Maggie Rudick
In Maggie Rudick's long list of experiential learning opportunities as a Cornell student, three stand out for her: Wilderness Politics in northern Minnesota, a semester in Tanzania, and an international student symposium at the World Bank in Washington, D.C.
Wilderness Politics includes an extended journey in the Boundary Waters Canoe Area Wilderness. Rudick remembers being awoken at 5:00 A.M. one morning to witness a family of moose in their island campground.
"This moment put the course and the canoe trip into perspective for me," she says. "The Wilderness Act was created to protect these and other species who call the Boundary Waters home. This seemingly endless exchange between moose and man will always be remembered when I evaluate my role in this world."
While in Tanzania, she remembers meeting a young woman her own age on a ferry to Kigamboni Beach. The woman was studying English, and Rudick discovered many errors in her textbook.
"After the ferry, she invited me to her home to meet her family and we spent hours correcting her textbook and practicing language with each other. When I had returned to the United States, she had written me a beautiful letter, all in English, and I wrote her back in Swahili. I hope we can continue this friendship through letters."
Perhaps most meaningful of all was the three-day symposium at the World Bank.
"I met 200 young people, all in undergraduate, graduate, or doctorate study, and we discussed three of the Millennium Development Goals. Eventually, my committee wrote a proposal for each of these MDGs to help alleviate poverty worldwide. The proposal was sent to the United Nations and discussed during their Geneva Conference."

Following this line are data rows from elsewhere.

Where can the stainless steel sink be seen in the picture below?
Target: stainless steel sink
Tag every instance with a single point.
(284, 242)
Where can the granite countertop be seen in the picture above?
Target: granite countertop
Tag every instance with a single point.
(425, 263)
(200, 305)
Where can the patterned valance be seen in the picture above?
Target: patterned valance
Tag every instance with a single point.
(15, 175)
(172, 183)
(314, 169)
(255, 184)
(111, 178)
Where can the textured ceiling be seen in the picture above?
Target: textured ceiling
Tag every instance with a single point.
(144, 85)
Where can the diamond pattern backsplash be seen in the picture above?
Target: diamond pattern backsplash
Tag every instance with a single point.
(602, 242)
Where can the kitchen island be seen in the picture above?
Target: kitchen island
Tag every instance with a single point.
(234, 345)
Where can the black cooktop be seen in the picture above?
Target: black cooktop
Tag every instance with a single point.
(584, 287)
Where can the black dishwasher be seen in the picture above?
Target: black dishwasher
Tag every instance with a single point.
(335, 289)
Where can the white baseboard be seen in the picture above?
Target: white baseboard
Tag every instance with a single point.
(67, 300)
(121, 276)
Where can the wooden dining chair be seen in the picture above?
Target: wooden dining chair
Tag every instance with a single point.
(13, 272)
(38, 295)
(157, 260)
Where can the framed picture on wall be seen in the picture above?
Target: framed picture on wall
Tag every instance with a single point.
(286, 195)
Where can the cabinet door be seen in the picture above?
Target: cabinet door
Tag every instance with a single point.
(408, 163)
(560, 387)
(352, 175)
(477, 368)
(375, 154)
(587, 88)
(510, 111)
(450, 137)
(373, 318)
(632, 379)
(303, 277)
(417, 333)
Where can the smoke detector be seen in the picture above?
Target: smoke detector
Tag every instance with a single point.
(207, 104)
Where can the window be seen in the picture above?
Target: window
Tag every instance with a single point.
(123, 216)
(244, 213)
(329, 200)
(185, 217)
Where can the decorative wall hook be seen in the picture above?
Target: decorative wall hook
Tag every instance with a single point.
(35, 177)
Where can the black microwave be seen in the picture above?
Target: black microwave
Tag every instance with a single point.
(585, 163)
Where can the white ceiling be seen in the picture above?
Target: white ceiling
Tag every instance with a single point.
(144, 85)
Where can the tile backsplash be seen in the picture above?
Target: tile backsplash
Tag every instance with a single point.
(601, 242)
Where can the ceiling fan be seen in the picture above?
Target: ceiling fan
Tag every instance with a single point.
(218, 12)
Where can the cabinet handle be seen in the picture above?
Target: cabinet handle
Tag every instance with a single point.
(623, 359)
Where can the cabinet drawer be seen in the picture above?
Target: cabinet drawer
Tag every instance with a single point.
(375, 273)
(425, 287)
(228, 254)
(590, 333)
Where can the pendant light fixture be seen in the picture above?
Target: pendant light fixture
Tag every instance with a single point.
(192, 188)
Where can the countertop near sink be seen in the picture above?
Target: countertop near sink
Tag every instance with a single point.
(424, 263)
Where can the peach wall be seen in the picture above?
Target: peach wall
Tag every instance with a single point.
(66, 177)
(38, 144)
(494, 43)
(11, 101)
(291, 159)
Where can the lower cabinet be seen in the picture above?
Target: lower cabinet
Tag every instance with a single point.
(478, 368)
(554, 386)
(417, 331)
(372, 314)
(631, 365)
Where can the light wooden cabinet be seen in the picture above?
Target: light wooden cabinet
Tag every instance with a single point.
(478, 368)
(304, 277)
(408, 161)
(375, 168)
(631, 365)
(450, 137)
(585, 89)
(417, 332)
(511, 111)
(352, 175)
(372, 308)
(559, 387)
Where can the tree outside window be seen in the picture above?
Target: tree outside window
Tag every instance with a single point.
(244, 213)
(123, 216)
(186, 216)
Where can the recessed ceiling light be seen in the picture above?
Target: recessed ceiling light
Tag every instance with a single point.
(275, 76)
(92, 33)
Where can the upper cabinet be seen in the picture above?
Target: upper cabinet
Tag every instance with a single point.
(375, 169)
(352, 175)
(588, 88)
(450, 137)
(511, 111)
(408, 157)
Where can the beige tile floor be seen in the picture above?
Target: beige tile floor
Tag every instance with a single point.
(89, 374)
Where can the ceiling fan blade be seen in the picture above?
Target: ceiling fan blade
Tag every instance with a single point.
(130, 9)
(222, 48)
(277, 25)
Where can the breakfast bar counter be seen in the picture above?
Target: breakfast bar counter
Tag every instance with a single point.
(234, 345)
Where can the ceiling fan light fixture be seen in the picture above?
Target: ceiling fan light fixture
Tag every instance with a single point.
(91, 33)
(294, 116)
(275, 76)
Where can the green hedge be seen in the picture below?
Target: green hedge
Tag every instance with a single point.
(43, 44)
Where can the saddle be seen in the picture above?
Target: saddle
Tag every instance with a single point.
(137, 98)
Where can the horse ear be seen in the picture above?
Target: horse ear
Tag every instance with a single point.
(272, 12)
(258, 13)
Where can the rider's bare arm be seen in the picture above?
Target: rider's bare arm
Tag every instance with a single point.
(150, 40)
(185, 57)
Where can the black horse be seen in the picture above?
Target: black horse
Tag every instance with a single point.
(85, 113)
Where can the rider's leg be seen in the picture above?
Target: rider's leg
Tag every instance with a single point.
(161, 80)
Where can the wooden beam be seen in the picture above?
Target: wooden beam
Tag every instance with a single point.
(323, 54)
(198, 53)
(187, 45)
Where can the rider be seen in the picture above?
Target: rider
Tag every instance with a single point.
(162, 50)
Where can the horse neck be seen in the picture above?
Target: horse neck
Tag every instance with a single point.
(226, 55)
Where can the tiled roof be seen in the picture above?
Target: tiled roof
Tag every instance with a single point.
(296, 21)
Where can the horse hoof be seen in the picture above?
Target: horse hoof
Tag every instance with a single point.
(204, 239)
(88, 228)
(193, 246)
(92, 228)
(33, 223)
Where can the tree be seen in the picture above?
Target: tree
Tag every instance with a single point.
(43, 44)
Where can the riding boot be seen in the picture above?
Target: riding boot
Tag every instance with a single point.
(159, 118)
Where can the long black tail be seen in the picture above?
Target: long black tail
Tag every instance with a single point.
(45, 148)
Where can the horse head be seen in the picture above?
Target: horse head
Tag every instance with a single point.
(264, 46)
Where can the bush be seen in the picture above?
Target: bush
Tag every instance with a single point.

Rudick's endeavors also include a two-block Cornell Fellowship in her sophomore year, during which she developed a comprehensive outline of all trail-related plans, priorities, contacts, and resources in Linn County, Iowa, for the Fifteen-in-5 Trails Initiative. And during the summer of 2007, she applied her Wilderness Politics experiences in Idaho while leading youth crews in creating and maintaining trails as part of a five-week Americorps environmental education program.
These experiences and others have led Rudick, a politics major with an anthropology minor, to sign up for a role with the agricultural and forestry extension of the Peace Corps in sub-Saharan Africa after graduation. She plans to eventually work for the Foreign Service or to pursue graduate studies in a sustainability program.